Dilansir AFP via Yahoo, meski sempat mencuri perhatian musim lalu dengan torehan sembilan gol dan menandatangani kontrak baru berdurasi lima tahun, Nwaneri kesulitan menembus skuad utama Arsenal musim ini. Ia bahkan belum sekali pun menjadi starter di Premier League, meski klub London Utara itu tampil impresif sebagai pemuncak klasemen domestik dan Liga Champions.
Manajer Arsenal, Mikel Arteta, menegaskan bahwa peminjaman ini bukan bentuk penurunan kepercayaan, melainkan langkah pencegahan agar perkembangan sang pemain tidak terhenti. Menurutnya, menit bermain secara konsisten menjadi kebutuhan mutlak bagi pemain muda yang tengah berada di fase krusial karier.

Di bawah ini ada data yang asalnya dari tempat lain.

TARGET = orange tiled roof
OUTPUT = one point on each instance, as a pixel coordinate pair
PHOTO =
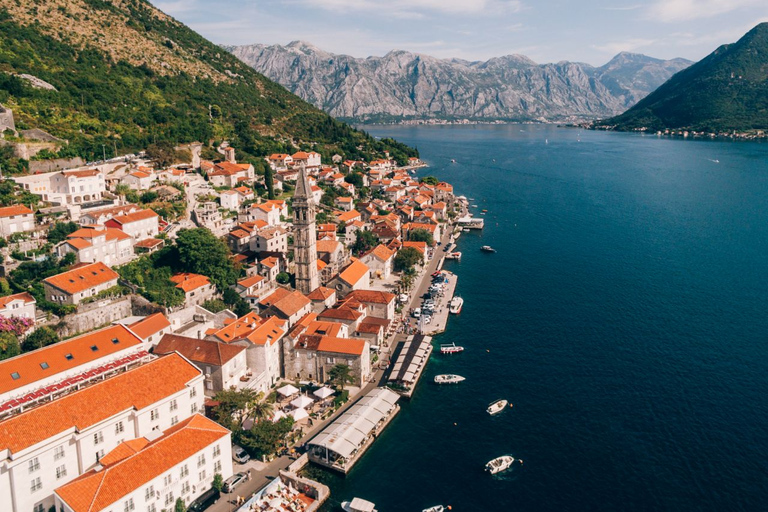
(354, 272)
(128, 472)
(29, 366)
(135, 389)
(82, 278)
(150, 325)
(187, 281)
(10, 211)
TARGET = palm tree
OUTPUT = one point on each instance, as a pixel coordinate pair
(340, 375)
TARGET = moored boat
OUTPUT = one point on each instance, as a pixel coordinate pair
(497, 406)
(499, 464)
(448, 379)
(358, 505)
(456, 304)
(451, 348)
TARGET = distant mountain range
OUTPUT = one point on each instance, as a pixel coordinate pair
(403, 85)
(725, 91)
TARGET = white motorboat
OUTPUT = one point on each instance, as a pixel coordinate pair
(456, 304)
(448, 379)
(499, 464)
(451, 348)
(358, 505)
(497, 406)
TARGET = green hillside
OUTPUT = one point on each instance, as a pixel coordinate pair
(127, 75)
(727, 90)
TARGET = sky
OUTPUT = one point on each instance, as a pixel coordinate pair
(589, 31)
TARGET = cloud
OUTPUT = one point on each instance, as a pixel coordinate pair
(670, 11)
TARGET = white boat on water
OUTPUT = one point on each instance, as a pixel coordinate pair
(456, 304)
(497, 406)
(358, 505)
(499, 464)
(448, 379)
(450, 348)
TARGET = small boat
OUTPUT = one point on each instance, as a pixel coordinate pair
(450, 348)
(448, 379)
(358, 505)
(499, 464)
(456, 304)
(497, 406)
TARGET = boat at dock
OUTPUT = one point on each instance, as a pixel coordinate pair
(358, 505)
(450, 348)
(499, 464)
(456, 304)
(497, 406)
(448, 379)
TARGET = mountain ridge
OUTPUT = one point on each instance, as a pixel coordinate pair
(403, 85)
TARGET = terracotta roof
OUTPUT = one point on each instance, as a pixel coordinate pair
(352, 346)
(187, 281)
(135, 389)
(129, 470)
(150, 325)
(29, 366)
(321, 293)
(354, 272)
(371, 296)
(198, 351)
(82, 278)
(27, 298)
(10, 211)
(135, 216)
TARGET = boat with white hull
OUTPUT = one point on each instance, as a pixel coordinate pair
(448, 379)
(497, 406)
(499, 464)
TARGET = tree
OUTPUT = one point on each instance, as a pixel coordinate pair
(340, 375)
(59, 231)
(9, 345)
(364, 242)
(421, 235)
(234, 407)
(41, 337)
(200, 252)
(407, 257)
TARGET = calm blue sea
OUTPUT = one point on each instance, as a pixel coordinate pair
(625, 316)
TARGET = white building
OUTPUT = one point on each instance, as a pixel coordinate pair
(48, 446)
(16, 219)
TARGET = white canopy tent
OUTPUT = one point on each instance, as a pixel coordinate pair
(301, 401)
(288, 390)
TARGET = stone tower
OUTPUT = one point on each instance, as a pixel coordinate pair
(304, 237)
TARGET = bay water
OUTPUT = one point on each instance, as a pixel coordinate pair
(624, 315)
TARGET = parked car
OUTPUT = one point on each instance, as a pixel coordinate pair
(233, 481)
(204, 501)
(239, 454)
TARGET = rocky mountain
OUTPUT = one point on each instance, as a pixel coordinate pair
(727, 90)
(124, 75)
(404, 85)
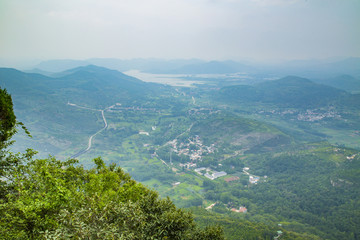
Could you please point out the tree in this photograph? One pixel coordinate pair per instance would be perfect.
(53, 199)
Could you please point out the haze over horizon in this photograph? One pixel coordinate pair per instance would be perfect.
(256, 30)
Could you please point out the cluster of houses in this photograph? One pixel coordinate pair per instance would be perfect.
(308, 116)
(210, 174)
(194, 148)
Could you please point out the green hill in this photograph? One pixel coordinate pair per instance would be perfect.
(286, 92)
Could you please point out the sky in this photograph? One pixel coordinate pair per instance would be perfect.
(260, 30)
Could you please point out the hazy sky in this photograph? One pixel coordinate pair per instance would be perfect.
(206, 29)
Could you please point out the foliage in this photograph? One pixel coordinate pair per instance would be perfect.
(55, 199)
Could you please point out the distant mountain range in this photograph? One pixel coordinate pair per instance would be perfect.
(344, 82)
(304, 68)
(290, 91)
(93, 85)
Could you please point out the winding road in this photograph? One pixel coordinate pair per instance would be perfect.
(92, 136)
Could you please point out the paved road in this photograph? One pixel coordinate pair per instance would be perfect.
(92, 136)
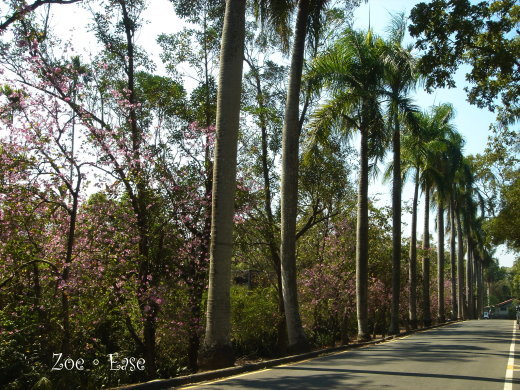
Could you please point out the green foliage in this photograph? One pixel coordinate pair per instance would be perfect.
(254, 316)
(483, 35)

Marseille dipilih bukan tanpa pertimbangan. Klub Prancis itu sebelumnya menjadi tempat pembentukan William Saliba sebelum sang bek menjelma menjadi pilar utama pertahanan Arsenal. Selain itu, keberadaan Roberto De Zerbi di kursi pelatih dinilai sebagai faktor penting, mengingat reputasinya dalam mengembangkan pemain muda dengan pendekatan permainan progresif dan berani.
Lingkungan kompetitif Ligue 1 serta atmosfer Stade Velodrome diyakini akan memberikan tantangan mental dan teknis yang dibutuhkan Nwaneri. Arsenal menilai pengalaman keluar dari “zona nyaman” London akan membantu sang pemain membangun karakter dan kematangan bermain.
Di sisi lain, Arsenal tetap fokus pada target jangka pendek mereka musim ini. Dengan kembalinya Gabriel Jesus dan Viktor Gyokeres ke performa terbaik serta Kai Havertz yang mulai pulih dari cedera, Arteta kini memiliki kedalaman skuad yang lebih seimbang jelang jadwal padat di berbagai kompetisi.
Peminjaman Ethan Nwaneri ke Marseille pun menjadi sinyal jelas bahwa Arsenal memilih jalur pengembangan jangka panjang, memastikan talenta mudanya tumbuh melalui kompetisi nyata, bukan sekadar menunggu kesempatan di bangku cadangan.